Pham Quyen remembered those lines well. At the sound of a bicycle bell outside, he raised his head with a jolt. Lei could be seen through the open door. With her hat hanging behind her head, she walked her bicycle into the front yard and left it propped against the wall. When she came inside, she started at the unexpected sight of Quyen.

  “Come here and sit down.”

  Lei politely sat down across the table from her brother, wiping her face with her handkerchief.

  “You have to answer everything I ask you. Leave nothing out.”

  His elder sister, Mi, came over to Lei with a concerned look on her face and asked if the young girl was hungry.

  “Just get out of the way!” Quyen unleashed his anger, and Mi, intimidated, rushed into the kitchen.

  “What’s wrong, Big Brother?” Lei asked in a pleading tone, her voice already clouding up to rain tears. But Pham Quyen showed no mercy.

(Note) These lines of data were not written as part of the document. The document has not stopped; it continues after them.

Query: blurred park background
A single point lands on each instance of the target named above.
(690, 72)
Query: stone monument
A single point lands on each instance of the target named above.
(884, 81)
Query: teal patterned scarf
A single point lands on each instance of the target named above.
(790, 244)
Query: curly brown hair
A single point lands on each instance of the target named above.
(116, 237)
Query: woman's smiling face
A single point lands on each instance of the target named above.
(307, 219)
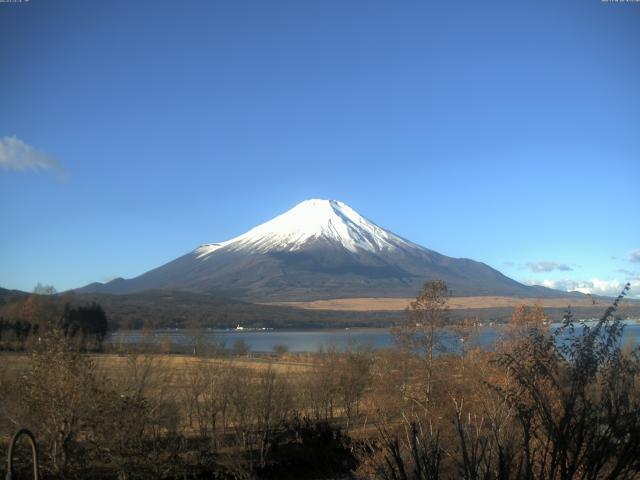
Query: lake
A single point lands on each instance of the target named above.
(302, 341)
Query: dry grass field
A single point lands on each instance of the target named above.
(174, 366)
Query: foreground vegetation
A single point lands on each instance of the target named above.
(545, 405)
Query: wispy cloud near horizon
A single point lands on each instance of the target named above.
(596, 286)
(548, 266)
(18, 156)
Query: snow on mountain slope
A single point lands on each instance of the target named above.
(311, 220)
(320, 249)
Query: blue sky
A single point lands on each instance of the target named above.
(507, 132)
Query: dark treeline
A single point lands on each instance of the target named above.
(24, 320)
(175, 309)
(529, 410)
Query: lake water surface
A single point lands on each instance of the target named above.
(301, 341)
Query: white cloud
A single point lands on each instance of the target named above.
(547, 266)
(21, 157)
(596, 286)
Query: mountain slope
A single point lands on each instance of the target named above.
(319, 249)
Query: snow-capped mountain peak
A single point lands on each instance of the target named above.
(329, 220)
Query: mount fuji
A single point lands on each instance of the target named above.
(320, 249)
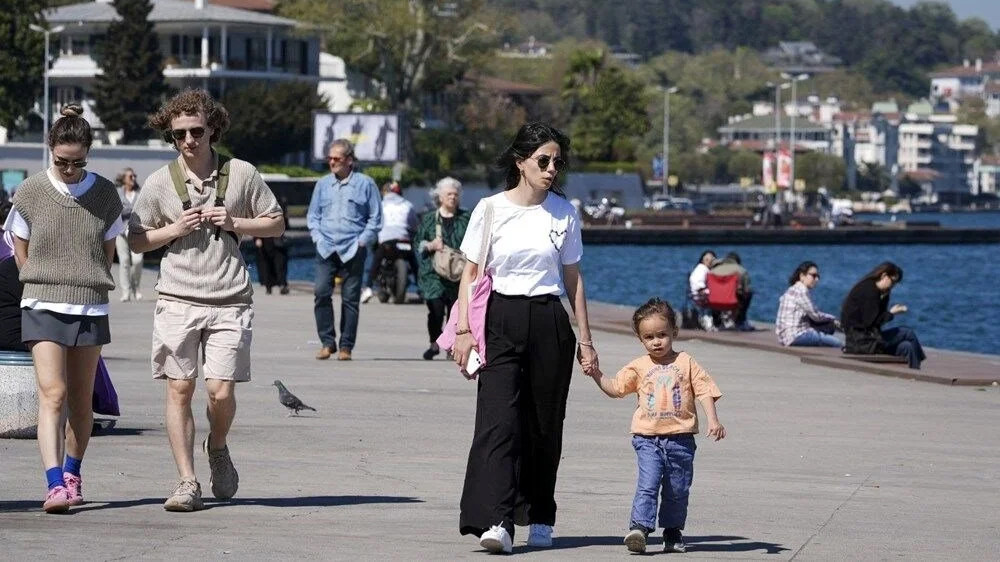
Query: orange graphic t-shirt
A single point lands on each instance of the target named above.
(666, 393)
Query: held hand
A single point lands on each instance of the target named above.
(463, 345)
(716, 431)
(219, 216)
(587, 356)
(187, 222)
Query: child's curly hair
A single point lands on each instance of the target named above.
(191, 102)
(653, 307)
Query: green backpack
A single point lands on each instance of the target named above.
(177, 176)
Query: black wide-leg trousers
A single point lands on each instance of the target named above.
(520, 408)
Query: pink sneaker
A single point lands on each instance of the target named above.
(56, 501)
(74, 488)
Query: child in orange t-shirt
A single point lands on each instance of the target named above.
(666, 383)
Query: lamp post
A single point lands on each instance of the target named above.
(666, 136)
(795, 103)
(45, 80)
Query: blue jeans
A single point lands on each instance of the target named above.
(902, 341)
(366, 278)
(814, 338)
(350, 292)
(666, 469)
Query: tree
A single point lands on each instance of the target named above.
(410, 47)
(270, 120)
(131, 84)
(20, 58)
(607, 108)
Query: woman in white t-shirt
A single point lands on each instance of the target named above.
(534, 258)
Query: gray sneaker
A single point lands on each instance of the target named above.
(225, 479)
(187, 497)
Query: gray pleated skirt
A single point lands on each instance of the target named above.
(70, 330)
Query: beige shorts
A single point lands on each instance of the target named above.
(221, 333)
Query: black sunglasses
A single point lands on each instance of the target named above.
(181, 134)
(545, 159)
(63, 164)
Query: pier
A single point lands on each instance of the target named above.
(820, 463)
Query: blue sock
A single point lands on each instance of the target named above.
(72, 465)
(54, 476)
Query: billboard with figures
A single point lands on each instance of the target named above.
(375, 136)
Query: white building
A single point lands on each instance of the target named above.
(203, 45)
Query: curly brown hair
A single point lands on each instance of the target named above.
(191, 101)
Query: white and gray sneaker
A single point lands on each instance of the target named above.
(540, 535)
(497, 540)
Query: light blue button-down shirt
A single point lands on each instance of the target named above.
(344, 214)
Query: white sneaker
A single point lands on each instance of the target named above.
(497, 540)
(540, 535)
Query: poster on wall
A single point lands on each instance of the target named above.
(375, 136)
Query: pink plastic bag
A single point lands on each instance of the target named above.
(479, 297)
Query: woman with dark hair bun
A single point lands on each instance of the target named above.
(65, 221)
(533, 255)
(866, 309)
(799, 321)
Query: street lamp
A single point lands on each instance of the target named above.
(795, 103)
(666, 136)
(45, 76)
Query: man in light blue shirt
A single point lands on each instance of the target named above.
(345, 216)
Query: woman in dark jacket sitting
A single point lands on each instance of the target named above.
(866, 309)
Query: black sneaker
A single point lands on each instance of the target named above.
(635, 541)
(673, 541)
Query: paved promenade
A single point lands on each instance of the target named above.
(820, 463)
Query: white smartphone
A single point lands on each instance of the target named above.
(474, 362)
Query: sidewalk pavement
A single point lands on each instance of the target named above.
(820, 463)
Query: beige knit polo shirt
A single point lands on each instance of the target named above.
(198, 268)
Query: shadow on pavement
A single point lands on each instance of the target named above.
(708, 543)
(305, 501)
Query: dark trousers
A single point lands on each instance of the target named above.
(388, 248)
(902, 341)
(520, 408)
(350, 293)
(437, 311)
(272, 263)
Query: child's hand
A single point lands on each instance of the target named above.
(716, 430)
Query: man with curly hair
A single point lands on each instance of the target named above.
(204, 288)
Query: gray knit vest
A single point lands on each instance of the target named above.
(66, 259)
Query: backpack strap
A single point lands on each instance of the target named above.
(177, 176)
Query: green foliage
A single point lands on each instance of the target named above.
(383, 175)
(131, 85)
(270, 120)
(606, 106)
(821, 170)
(409, 46)
(21, 52)
(289, 170)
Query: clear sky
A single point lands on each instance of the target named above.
(988, 10)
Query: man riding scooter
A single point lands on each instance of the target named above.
(394, 258)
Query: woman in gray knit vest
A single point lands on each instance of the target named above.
(65, 221)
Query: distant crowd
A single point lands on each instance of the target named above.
(492, 280)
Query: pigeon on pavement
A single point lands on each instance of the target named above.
(289, 400)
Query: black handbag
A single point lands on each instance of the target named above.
(864, 341)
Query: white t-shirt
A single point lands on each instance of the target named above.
(698, 278)
(19, 227)
(529, 244)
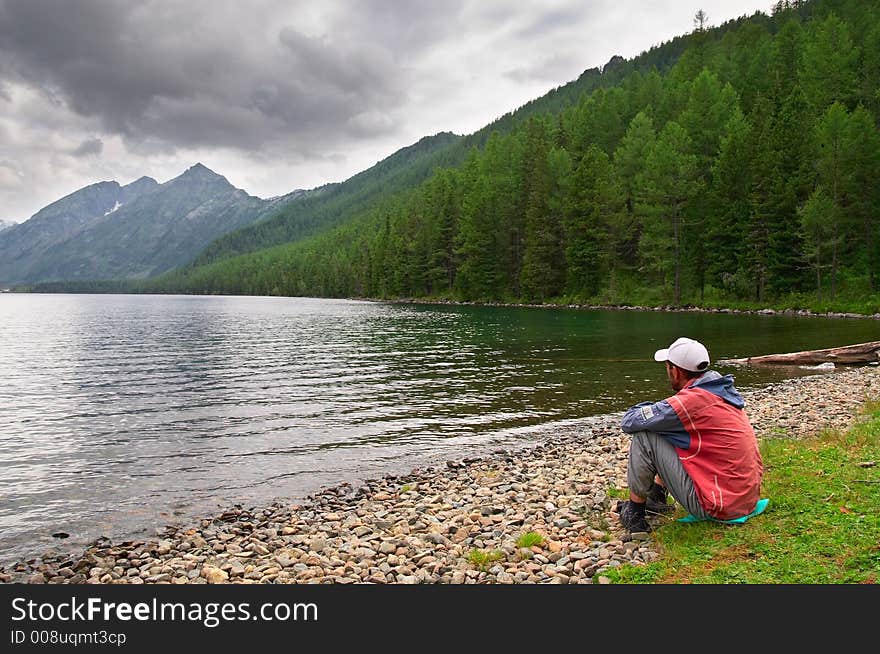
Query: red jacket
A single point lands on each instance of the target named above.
(706, 423)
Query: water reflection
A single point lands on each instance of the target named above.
(118, 412)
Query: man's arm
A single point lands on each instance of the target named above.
(657, 417)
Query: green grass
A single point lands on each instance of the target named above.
(822, 525)
(530, 539)
(483, 560)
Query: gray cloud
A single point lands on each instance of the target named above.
(281, 94)
(166, 71)
(88, 147)
(553, 68)
(551, 21)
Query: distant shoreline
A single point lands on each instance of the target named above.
(633, 307)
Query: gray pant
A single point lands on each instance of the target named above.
(650, 454)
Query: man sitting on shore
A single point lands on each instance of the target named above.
(697, 444)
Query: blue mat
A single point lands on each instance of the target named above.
(759, 508)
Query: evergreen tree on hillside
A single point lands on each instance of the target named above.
(666, 188)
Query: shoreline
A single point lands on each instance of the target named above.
(426, 525)
(800, 313)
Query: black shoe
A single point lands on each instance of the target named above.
(657, 500)
(632, 516)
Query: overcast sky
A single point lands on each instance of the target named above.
(278, 95)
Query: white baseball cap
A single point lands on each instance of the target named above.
(685, 353)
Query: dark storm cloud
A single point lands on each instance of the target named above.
(170, 73)
(88, 147)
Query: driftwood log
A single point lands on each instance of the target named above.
(848, 354)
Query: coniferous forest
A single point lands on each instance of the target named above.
(743, 169)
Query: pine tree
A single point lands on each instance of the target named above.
(666, 187)
(831, 140)
(862, 165)
(828, 70)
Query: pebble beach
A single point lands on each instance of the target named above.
(461, 521)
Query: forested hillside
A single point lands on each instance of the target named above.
(746, 170)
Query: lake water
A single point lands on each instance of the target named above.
(120, 414)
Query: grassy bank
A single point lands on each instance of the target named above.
(822, 525)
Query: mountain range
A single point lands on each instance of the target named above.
(109, 231)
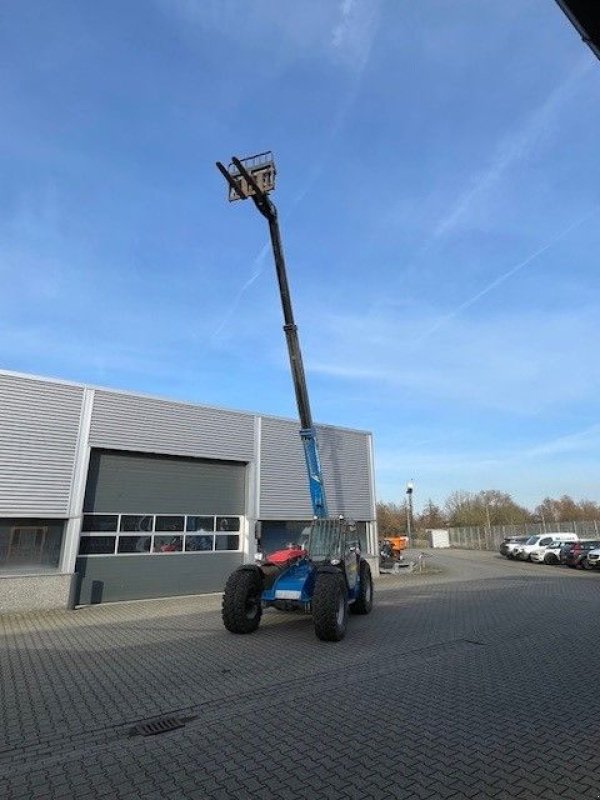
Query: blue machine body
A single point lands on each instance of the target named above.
(294, 586)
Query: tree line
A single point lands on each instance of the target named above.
(482, 509)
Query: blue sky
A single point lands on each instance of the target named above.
(438, 189)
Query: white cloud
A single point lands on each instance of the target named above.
(343, 33)
(354, 31)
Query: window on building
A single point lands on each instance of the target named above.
(167, 544)
(27, 544)
(200, 543)
(160, 533)
(136, 522)
(227, 542)
(200, 524)
(97, 545)
(169, 523)
(228, 523)
(100, 523)
(134, 544)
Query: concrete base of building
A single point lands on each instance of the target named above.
(35, 592)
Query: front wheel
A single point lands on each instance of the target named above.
(242, 608)
(364, 599)
(330, 607)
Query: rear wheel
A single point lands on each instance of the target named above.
(364, 600)
(330, 607)
(242, 607)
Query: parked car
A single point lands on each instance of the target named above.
(593, 559)
(536, 543)
(510, 542)
(549, 554)
(574, 554)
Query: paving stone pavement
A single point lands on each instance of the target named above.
(479, 682)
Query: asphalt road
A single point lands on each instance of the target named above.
(479, 682)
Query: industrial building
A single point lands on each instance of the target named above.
(107, 495)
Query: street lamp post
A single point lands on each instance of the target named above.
(409, 518)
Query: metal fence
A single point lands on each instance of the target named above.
(490, 538)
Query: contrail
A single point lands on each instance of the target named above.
(506, 275)
(369, 33)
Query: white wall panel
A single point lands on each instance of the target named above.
(143, 424)
(345, 459)
(39, 425)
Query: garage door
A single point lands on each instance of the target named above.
(155, 526)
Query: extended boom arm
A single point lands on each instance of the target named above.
(250, 188)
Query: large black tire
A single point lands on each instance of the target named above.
(330, 606)
(364, 601)
(242, 608)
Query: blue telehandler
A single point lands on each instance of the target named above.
(324, 574)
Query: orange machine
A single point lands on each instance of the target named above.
(395, 545)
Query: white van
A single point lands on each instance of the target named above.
(536, 544)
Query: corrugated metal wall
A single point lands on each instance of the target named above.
(346, 470)
(39, 423)
(38, 433)
(127, 422)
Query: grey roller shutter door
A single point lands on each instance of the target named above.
(145, 484)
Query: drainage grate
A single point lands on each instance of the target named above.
(163, 725)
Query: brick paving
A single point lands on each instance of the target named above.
(479, 682)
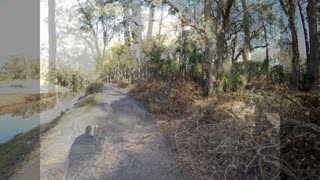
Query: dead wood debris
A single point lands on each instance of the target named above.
(270, 133)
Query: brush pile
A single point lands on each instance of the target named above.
(265, 132)
(166, 97)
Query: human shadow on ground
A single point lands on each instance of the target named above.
(83, 152)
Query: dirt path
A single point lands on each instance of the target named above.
(115, 139)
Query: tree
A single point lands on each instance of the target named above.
(289, 8)
(52, 34)
(246, 48)
(213, 27)
(150, 20)
(313, 62)
(98, 19)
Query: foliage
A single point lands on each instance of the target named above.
(68, 77)
(279, 74)
(94, 87)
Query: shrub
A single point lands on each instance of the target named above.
(95, 87)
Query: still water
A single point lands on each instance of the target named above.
(15, 123)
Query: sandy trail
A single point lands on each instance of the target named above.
(116, 139)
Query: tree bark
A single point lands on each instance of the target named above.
(313, 64)
(290, 12)
(267, 59)
(209, 46)
(150, 21)
(304, 26)
(246, 48)
(52, 35)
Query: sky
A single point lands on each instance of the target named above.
(23, 32)
(19, 31)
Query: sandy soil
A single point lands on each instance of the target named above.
(115, 139)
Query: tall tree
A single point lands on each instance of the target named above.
(313, 62)
(246, 48)
(52, 34)
(289, 8)
(150, 21)
(212, 26)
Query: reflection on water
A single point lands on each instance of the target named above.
(33, 114)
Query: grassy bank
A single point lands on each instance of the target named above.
(25, 146)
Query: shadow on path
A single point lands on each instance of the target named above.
(83, 151)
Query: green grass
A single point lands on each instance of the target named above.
(23, 147)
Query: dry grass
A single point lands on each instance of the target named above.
(239, 135)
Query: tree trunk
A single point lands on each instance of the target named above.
(209, 46)
(295, 72)
(136, 26)
(150, 21)
(52, 35)
(304, 26)
(267, 59)
(160, 23)
(313, 64)
(246, 48)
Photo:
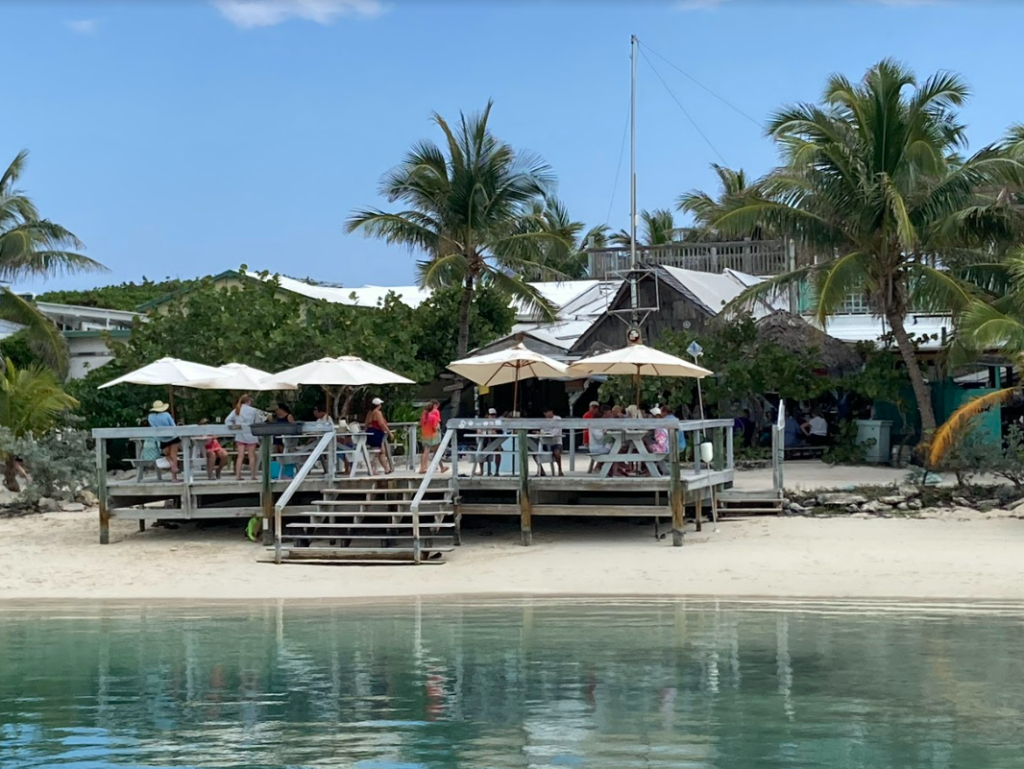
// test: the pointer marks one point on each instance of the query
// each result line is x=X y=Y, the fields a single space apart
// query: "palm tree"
x=565 y=254
x=32 y=247
x=736 y=189
x=994 y=324
x=657 y=227
x=871 y=182
x=470 y=210
x=31 y=401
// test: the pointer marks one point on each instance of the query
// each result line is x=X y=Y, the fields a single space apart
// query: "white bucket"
x=707 y=452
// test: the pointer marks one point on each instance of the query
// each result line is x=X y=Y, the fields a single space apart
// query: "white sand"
x=56 y=556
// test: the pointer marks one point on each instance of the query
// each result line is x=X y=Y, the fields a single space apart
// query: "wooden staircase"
x=733 y=503
x=372 y=521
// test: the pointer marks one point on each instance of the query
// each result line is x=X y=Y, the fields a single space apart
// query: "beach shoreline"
x=55 y=557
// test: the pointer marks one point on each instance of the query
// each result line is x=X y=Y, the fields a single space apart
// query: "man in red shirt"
x=593 y=413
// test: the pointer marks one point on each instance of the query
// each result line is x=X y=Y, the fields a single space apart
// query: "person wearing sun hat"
x=378 y=429
x=169 y=444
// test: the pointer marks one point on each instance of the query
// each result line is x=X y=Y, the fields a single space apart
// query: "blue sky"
x=183 y=138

  “You must know. Where has Minh gone?”

  “He is in Hue,” Lei said, her face blue with fear.

  “Don’t play the innocent with me. I know. When was he last here?”

  “I don’t know, I don’t know, really.” Lei began to cry.

  Behind him, his elder sister timidly said, “Please, not so loud, you’ll wake up Mother.”

  Quyen swung around and pointed his finger at her, saying, “Mi, you’re just as guilty. All of you are in this.”

  “Why . . . I can’t believe you’d speak to me that way.”

  His sister dropped her head and retreated back to the kitchen. Quyen pounded on the table.

  “I’m the head of this family. I would do anything for you. It’s my responsibility to keep you safe and happy. Go outside and see. Everywhere people are dying, starving, barely staying alive. I play the role of father and struggle to protect you from falling into such misery. And this is the thanks I get? My little brother defies me, my little sister lies to me, and all of you are turning away from me.”

  Lei glared at her big brother and said, “Brother Minh has joined the National Liberation Front.”

  Dumbfounded, Quyen looked at Lei, not believing his ears.